CHICAGO -- Two stints on the disabled list wasn’t what Chicago White Sox relief pitcher Jesse Crain had hoped for this season, but he always focused on the one positive in his situation – he’d be back for the season’s end.
An oblique injury shelved Crain in April and a shoulder strain put him back on the disabled list in July. But since then, Crain has remained healthy and is now contributing when it matters most.
“When I had a couple of those muscle injuries, oblique and the shoulder strain, I wanted to make sure I was all the way healthy for the end of the season,” Crain said prior to Saturday’s game. “There’s no point in rushing back then and not being able to pitch now. Being able to take that time and get all the way healthy and being able to throw now healthy is what the plan was. I’m happy we took that approach and I’m feeling good now.”
Crain appeared especially fresh Friday while making one of his most significant appearances of the season. He allowed one hit and no runs and struck out four in 2 2/3 innings to help the White Sox hold on for a 3-1 win over the Tampa Bay Rays and move within a game of the Detroit Tigers. It was his longest appearance of the season.
“I was expecting to go at least two innings when I went out there,” said Crain, who has a 2.49 ERA in 47 innings and 50 appearances. “The third (inning) is kind of a little bonus. But I felt good. The first two innings went pretty good. I was happy to do it.”
White Sox manager Robin Ventura was just as pleased to allow him to do it.
“I can’t say enough about what he did,” Ventura said following Friday’s win. “He really stepped up going the distance he did. It’s just one of those that guys gutted it out.
“He looked great.
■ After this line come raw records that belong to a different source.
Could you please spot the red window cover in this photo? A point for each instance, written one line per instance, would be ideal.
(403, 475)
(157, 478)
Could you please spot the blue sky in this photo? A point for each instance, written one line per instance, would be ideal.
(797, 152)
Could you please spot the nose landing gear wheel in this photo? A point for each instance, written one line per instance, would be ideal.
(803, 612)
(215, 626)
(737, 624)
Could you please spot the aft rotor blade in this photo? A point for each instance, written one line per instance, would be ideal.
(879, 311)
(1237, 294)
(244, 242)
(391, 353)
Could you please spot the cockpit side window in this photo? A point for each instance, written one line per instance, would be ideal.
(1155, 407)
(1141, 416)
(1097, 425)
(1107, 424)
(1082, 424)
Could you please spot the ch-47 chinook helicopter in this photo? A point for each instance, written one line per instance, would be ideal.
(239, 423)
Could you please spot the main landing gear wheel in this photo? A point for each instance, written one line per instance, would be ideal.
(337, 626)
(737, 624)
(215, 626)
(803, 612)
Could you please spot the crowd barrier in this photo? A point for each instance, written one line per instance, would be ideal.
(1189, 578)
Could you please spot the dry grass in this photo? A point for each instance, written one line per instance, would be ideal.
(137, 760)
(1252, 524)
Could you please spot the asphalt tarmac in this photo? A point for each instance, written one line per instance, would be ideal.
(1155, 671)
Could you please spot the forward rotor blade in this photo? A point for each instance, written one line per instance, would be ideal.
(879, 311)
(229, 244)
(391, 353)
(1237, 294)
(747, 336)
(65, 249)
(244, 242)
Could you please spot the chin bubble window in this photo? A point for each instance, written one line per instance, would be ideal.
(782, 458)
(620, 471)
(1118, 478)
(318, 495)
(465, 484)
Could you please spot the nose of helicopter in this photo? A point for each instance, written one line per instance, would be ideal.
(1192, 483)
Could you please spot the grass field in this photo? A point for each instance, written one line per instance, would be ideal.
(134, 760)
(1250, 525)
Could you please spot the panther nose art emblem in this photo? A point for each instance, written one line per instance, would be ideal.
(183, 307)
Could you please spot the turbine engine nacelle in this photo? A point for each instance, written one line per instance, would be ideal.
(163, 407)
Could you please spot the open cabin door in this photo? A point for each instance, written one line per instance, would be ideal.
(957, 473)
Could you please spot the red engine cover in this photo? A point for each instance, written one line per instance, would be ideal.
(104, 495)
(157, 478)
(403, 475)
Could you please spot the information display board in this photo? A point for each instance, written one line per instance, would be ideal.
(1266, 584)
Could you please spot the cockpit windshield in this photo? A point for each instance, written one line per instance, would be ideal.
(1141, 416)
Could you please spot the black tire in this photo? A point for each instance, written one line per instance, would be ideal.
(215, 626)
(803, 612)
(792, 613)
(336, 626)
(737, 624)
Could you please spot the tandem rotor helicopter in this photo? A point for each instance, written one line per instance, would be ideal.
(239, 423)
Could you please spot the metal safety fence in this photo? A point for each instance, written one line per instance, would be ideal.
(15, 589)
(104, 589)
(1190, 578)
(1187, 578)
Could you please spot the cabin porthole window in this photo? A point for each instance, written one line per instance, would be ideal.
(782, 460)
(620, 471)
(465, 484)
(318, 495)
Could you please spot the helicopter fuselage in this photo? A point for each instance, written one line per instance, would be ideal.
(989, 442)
He was strong enough to be able to go out there and do it. It’s just a great job by him to be able to do that knowing the situation we’re in.”
Crain is unlikely to be used again on Saturday, but he can’t wait to contribute again.
“It’s exciting to be a part of winning and trying to accomplish a goal as opposed to playing to the end and just go home,” Crain said. “We’re here or we’re all in until they tell us we can’t play anymore.”